The Good Shepherd (USA 2006, Robert de Niro) (Wettbewerb)

10 Feb 2007 von Stefan Höltgen

Robert de Niros zweite Regie-Arbeit nach “A Bronx Tale” (1993) verlässt das Private des Stadtviertels und die Sicherheit der reinen Gegenwartserzählung und entwirft in fast drei Stunden die Geschichte des fiktiven CIA-Mitbegründers Edward Wilson (Matt Damon), dessen Privatleben einfach nicht aus seinem Job herauszuhalten ist – fast schon wie bei König Ödipus erfüllt sich ein (hier jedoch ererbtes) Schicksal: Er kann nicht loyal sein, weil das Leben nun einmal mehr als eine “gute” und eine “böse” Seite hat, zwischen denen man sich einfach nur zu entscheiden braucht.

De Niro erzählt in epischer Breite, wie sich der Charakter seiner Hauptfigur im Gleichschritt mit dem Eintritt der USA in den zweiten Weltkrieg, dem danach eskalierenden Kalten Krieg und schließlich der Zerschlagung der CIA nach dem Desaster in der Kubanischen Schweinebucht 1961 entwickelt. Immer sind es alte Freunde oder Feinde, die seinen Weg mit beinflussen und wie ein Geist scheint sein familiäres Schicksal zuerst über ihm und dann auch über seinem Sohn zu schweben – “ein Geist, der stets das Gute will und doch das Böse schafft.”

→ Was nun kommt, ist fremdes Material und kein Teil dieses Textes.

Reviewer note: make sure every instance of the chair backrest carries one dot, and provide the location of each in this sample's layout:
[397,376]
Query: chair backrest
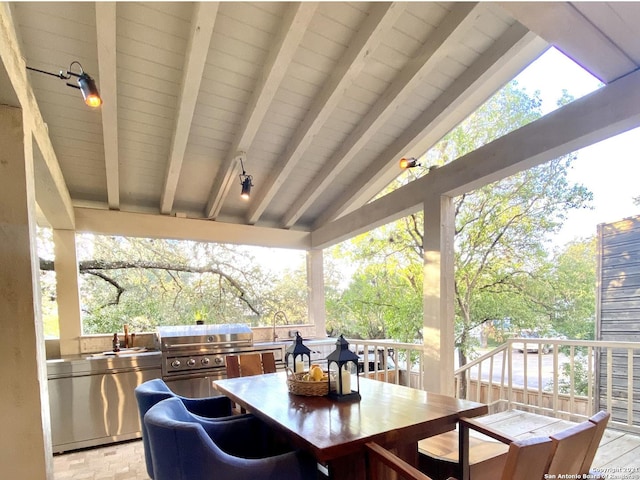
[527,459]
[147,395]
[187,447]
[570,447]
[600,420]
[379,459]
[249,364]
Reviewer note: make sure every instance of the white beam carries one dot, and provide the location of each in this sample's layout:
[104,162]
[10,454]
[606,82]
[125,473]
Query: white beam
[202,22]
[294,25]
[380,20]
[106,38]
[58,209]
[562,25]
[422,64]
[111,222]
[605,113]
[468,91]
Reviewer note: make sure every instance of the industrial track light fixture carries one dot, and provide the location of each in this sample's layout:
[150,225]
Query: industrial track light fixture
[409,163]
[245,181]
[86,84]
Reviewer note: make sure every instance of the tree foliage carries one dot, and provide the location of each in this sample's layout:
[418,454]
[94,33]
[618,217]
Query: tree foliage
[150,282]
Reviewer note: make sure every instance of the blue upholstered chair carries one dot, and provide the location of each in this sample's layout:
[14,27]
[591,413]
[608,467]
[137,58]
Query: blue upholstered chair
[153,391]
[188,447]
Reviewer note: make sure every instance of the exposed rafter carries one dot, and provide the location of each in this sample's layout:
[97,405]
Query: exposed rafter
[381,19]
[605,113]
[424,62]
[106,38]
[561,24]
[430,126]
[109,222]
[294,25]
[202,22]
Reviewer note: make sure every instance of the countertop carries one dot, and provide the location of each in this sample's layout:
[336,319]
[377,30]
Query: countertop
[92,363]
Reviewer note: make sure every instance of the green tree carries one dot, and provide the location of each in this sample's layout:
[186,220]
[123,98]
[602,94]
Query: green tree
[148,282]
[572,296]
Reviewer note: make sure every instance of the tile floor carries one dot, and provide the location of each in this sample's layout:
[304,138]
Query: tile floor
[122,461]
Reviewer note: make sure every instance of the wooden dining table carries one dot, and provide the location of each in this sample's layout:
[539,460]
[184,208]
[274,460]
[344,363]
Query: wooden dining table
[335,432]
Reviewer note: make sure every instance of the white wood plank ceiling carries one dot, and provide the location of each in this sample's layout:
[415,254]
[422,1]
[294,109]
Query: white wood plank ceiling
[319,100]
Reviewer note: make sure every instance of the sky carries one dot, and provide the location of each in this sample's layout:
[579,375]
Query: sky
[609,169]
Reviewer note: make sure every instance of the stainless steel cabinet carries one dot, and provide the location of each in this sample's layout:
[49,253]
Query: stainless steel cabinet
[92,400]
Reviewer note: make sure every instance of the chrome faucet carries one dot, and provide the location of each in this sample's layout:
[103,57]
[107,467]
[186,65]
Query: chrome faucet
[275,316]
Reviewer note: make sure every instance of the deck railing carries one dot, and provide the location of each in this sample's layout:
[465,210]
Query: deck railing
[393,362]
[562,383]
[570,379]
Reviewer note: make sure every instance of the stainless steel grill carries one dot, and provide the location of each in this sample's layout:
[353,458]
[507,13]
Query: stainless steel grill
[194,355]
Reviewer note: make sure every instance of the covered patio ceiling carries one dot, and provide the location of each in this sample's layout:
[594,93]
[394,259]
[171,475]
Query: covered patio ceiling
[319,100]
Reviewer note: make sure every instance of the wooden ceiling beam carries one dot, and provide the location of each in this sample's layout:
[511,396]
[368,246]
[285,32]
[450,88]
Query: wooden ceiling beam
[563,26]
[607,112]
[202,22]
[143,225]
[379,21]
[466,93]
[294,25]
[422,64]
[57,206]
[106,40]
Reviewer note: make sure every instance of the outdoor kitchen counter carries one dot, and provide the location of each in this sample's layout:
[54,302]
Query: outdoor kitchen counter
[91,397]
[88,363]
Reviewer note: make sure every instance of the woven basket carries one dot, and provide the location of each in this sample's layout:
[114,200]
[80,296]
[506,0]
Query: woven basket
[308,388]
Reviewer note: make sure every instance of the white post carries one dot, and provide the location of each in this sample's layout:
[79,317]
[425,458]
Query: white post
[315,283]
[25,446]
[438,332]
[67,292]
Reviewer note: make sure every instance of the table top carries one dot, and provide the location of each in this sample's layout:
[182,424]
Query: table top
[387,413]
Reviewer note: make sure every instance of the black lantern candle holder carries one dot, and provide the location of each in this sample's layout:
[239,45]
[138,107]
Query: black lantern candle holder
[343,358]
[297,351]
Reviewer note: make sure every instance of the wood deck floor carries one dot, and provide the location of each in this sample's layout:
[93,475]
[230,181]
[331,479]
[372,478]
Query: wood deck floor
[618,456]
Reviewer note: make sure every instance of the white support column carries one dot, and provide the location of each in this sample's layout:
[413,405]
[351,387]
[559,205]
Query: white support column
[67,293]
[439,294]
[25,446]
[315,283]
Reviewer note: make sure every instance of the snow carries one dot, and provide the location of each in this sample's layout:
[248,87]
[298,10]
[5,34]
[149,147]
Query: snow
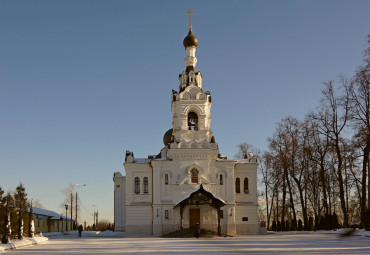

“The Good Shepherd” ist Erzählkino ganz im Stil des “späten” Martin Scorsese von “Gangs of New York”. Schon bei “A Bronx Tale” wollte oder konnte sich Regisseur de Niro nicht von den Sujets seines kinematographischen Ziehvaters lösen. Ob diese ästhetische Nähe seiner eigenen Filmkunst gut tut oder ihm gar zu Ruhm gereicht, könnte die Stellung des Films im Wettbewerb der Berlinale entscheiden. Letztlich ist “The Good Shepherd” auf jeden Fall solide erzähltes Kino.

Mir war der Film jedoch eindeutig eine Stunde zu lang. Die Detailverliebtheit, mit der historische Ereignisse in die Handlung integriert wurden, zu versessen auf eine Agenda, wie sie Stone (in “J.F.K”) oder Scorsese (in “Gangs of New York”) verfolgen: der Re-Lektüre amerikanischer Geschichte im Kino. Fragwürdig waren vielleicht auch einige Rollen-Besetzungen des Films. Dies lag vor allem daran, dass de Niro einen Zeitraum von 30 Jahren nacherzählt, ohne seine Darstellerwahl daraufhin angepasst zu haben: Hier wirkt Angelina Jolie auf mich genauso unglaubwürdig besetzt wie der Hauptdarsteller Matt Damon (dessen Film-Sohn, gespielt von Eddie Redmayne, zeitweilig mindestens ebenso alt aussieht wie sein Vater).